La première variable sur laquelle les événements de début janvier 2022 peuvent influer est la capacité du président Tokaïev à rester au pouvoir, successeur désigné par Nazarbaïev. Cette variable graduelle peut aller d’une quasi absence de changement d’équipe gouvernementale à un changement de président, en passant par un simple changement de gouvernement ou des modifications institutionnelles laissant davantage de place aux libertés individuelles et aux règles démocratiques. La seconde variable instrumentale déterminante est la relation du pays à la Russie, qui sera probablement renforcée à la faveur de l’intervention russe sur le sol kazakhstanais. Enfin, l’impact sur l’image du pays à l’international pourra jouer en faveur de la baisse des IDE, dont le pays est le premier bénéficiaire en Asie Centrale, hors Russie, avec près de 4 milliards de dollars en 2021[1].
Deux scénarios principaux et un scénario alternatif émergent alors de la combinaison de ces variables :
Scénario algérien : l’intervention de l’armée russe est considérée comme une ligne rouge par l’opinion publique kazakhe, conduisant au départ de l’équipe gouvernementale et à un changement des institutions
Si le contexte est bien différent entre Alger et Noursoultan, l’idée d’un mouvement populaire entrainant un changement d’institutions à la suite du règne d’un autocrate contraint de laisser les rênes du pouvoir est analogue. Dans ce scénario, le régime politique mis en place par Noursoultan ne survit pas à son éloignement des fonctions officielles, et a fortiori à son décès. Du fait du caractère autocratique du régime, une forte personnalité est nécessaire à l’adhésion de la population, ce que ne permettent pas la froideur et l’inexpressivité du président Tokaïev. Les Kazakhstanais veulent que la fin du règne sans partage de Nazarbaïev se matérialise par un changement profond des institutions laissant davantage de place aux libertés individuelles. La Russie y voit une perte d’influence régionale et pèse sur le processus électif qui sera mis en place, pour conserver l’assentiment de la classe dirigeante. La position des Russes kazakhstanais, deuxième groupe ethnique du pays, sera déterminante dans le succès ou l’échec de la mise en place des nouvelles institutions politiques.
Un scénario biélorusse : la Russie sort largement renforcée et la contestation n’a aucun impact sur les institutions kazakhstanaises
La Russie a prouvé son utilité au président Tokaïev, qui comprend l’intérêt d’un retour en force des liens économiques avec la fédération. D’une part, le soutien militaire du Kremlin et la répression sanglante des manifestations met ainsi fin à la contestation. D’autre part, le renforcement des liens économiques entre les deux pays permet de lisser la hausse des prix de l’énergie, et contente la revendication initiale des manifestants kazakhs.

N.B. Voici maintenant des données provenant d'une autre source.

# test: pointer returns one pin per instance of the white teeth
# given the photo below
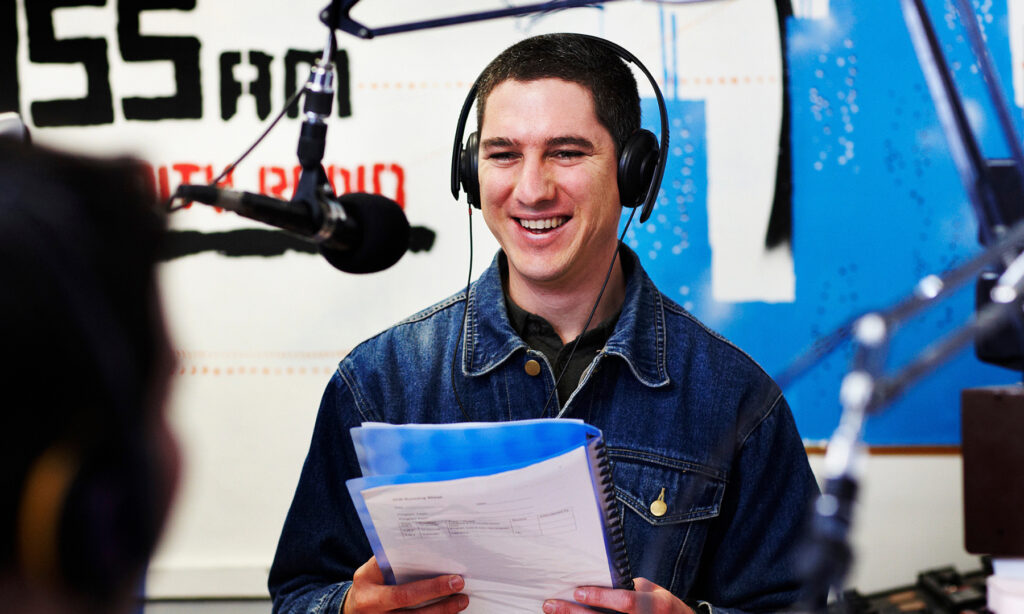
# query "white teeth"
(543, 224)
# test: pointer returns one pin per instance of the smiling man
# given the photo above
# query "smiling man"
(711, 475)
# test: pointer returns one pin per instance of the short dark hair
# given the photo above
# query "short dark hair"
(576, 58)
(79, 243)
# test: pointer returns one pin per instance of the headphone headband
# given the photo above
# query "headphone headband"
(655, 182)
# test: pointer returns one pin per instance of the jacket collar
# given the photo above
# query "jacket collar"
(638, 338)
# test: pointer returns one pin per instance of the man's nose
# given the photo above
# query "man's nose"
(535, 184)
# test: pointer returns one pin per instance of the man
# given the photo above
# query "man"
(89, 464)
(688, 419)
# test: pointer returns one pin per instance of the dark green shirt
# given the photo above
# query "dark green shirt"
(541, 336)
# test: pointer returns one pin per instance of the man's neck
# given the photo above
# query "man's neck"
(566, 305)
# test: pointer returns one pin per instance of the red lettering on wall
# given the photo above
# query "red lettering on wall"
(388, 179)
(276, 189)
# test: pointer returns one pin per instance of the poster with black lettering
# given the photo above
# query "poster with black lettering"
(808, 181)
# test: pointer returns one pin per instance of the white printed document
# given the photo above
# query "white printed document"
(519, 530)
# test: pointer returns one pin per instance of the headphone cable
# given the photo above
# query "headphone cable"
(590, 317)
(465, 314)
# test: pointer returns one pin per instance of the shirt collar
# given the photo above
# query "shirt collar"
(638, 337)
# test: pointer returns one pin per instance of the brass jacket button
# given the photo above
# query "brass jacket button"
(658, 507)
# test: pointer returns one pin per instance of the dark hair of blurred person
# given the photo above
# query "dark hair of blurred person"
(89, 465)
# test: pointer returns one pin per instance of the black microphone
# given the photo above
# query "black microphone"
(355, 232)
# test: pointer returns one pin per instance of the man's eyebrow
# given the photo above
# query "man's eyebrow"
(556, 141)
(498, 141)
(578, 141)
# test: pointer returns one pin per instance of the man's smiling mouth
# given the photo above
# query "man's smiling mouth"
(544, 224)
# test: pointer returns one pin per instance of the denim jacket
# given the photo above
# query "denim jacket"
(681, 409)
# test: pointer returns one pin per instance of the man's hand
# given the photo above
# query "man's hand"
(369, 594)
(648, 598)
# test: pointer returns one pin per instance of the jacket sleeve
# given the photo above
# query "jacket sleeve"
(750, 559)
(323, 542)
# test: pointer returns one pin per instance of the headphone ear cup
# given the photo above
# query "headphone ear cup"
(468, 167)
(637, 164)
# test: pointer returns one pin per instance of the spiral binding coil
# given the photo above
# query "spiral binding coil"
(612, 522)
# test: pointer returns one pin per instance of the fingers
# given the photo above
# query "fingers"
(647, 598)
(414, 594)
(370, 594)
(449, 605)
(369, 572)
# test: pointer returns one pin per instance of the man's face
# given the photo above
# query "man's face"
(548, 183)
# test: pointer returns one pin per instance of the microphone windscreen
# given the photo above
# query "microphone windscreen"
(383, 234)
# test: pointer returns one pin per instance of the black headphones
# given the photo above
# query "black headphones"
(641, 163)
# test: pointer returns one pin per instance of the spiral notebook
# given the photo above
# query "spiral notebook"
(524, 511)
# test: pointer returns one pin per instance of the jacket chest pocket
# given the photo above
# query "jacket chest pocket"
(666, 508)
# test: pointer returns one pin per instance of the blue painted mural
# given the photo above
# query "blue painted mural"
(877, 205)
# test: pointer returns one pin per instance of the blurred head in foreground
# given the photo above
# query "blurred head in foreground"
(89, 466)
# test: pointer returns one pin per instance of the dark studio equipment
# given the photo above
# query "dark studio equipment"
(356, 232)
(337, 16)
(990, 415)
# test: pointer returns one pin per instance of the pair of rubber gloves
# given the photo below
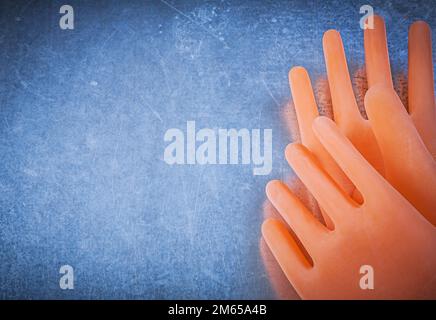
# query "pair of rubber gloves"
(374, 180)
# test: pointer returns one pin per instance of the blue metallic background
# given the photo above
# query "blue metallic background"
(82, 117)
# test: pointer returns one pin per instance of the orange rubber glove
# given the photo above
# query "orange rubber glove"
(385, 232)
(356, 128)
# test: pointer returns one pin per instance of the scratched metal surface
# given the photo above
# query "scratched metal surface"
(82, 117)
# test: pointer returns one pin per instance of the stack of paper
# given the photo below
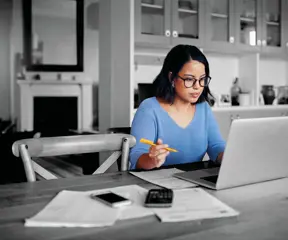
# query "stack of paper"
(164, 178)
(194, 204)
(78, 209)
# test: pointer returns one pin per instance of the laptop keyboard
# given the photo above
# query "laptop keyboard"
(212, 178)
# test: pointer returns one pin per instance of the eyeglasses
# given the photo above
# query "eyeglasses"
(190, 81)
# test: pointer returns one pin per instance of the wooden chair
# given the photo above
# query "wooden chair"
(57, 146)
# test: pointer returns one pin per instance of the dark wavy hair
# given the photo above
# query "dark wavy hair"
(174, 61)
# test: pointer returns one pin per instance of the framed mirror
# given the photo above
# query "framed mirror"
(53, 35)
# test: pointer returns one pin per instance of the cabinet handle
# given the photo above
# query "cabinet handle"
(232, 118)
(167, 33)
(175, 34)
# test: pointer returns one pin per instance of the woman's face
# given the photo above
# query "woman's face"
(190, 71)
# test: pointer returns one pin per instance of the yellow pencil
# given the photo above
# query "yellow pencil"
(143, 140)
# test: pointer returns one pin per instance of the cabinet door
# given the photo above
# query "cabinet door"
(153, 21)
(220, 25)
(248, 25)
(188, 22)
(224, 120)
(274, 27)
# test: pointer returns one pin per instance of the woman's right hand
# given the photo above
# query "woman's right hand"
(158, 153)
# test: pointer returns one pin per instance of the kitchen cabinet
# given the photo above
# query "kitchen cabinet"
(225, 116)
(230, 26)
(169, 22)
(274, 27)
(220, 25)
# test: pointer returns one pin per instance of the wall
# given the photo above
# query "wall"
(273, 72)
(5, 24)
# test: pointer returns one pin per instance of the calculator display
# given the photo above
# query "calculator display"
(159, 198)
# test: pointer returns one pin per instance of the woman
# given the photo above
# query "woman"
(179, 115)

Le clivage social et culturel entre Russes et Kazakhs est exacerbé par cette conclusion, le rapport de force alors en faveur des Kazakhs s’inverse progressivement.
Un scénario ukrainien : l’intervention militaire russe s’inscrit dans la durée, remettant en cause l’intégrité et l’unité territoriale du Kazakhstan
Ce scénario alternatif nait des tensions entre Kazakhs et Russes explosant en conflit territorial ouvert. À la manière du Donbass ukrainien, l’armée russe permettrait aux Russes kazakhstanais de contrôler le Nord du Pays, où ils sont majoritaires. Les grands centres économiques du Sud, d’où est partie la contestation et à majorité Kazakhe, feraient sécession et s’affirmeraient comme Etat Nation Kazakh. Le clivage entre les deux peuples majoritaires, que n’est pas parvenu à atténuer Nazarbaïev, trouve ici son paroxysme en prenant une dimension territoriale. Le Kazakhstan devient alors un terrain d’affrontement indirect entre Russie soutenant le Nord et Turquie soutenant le Sud musulman.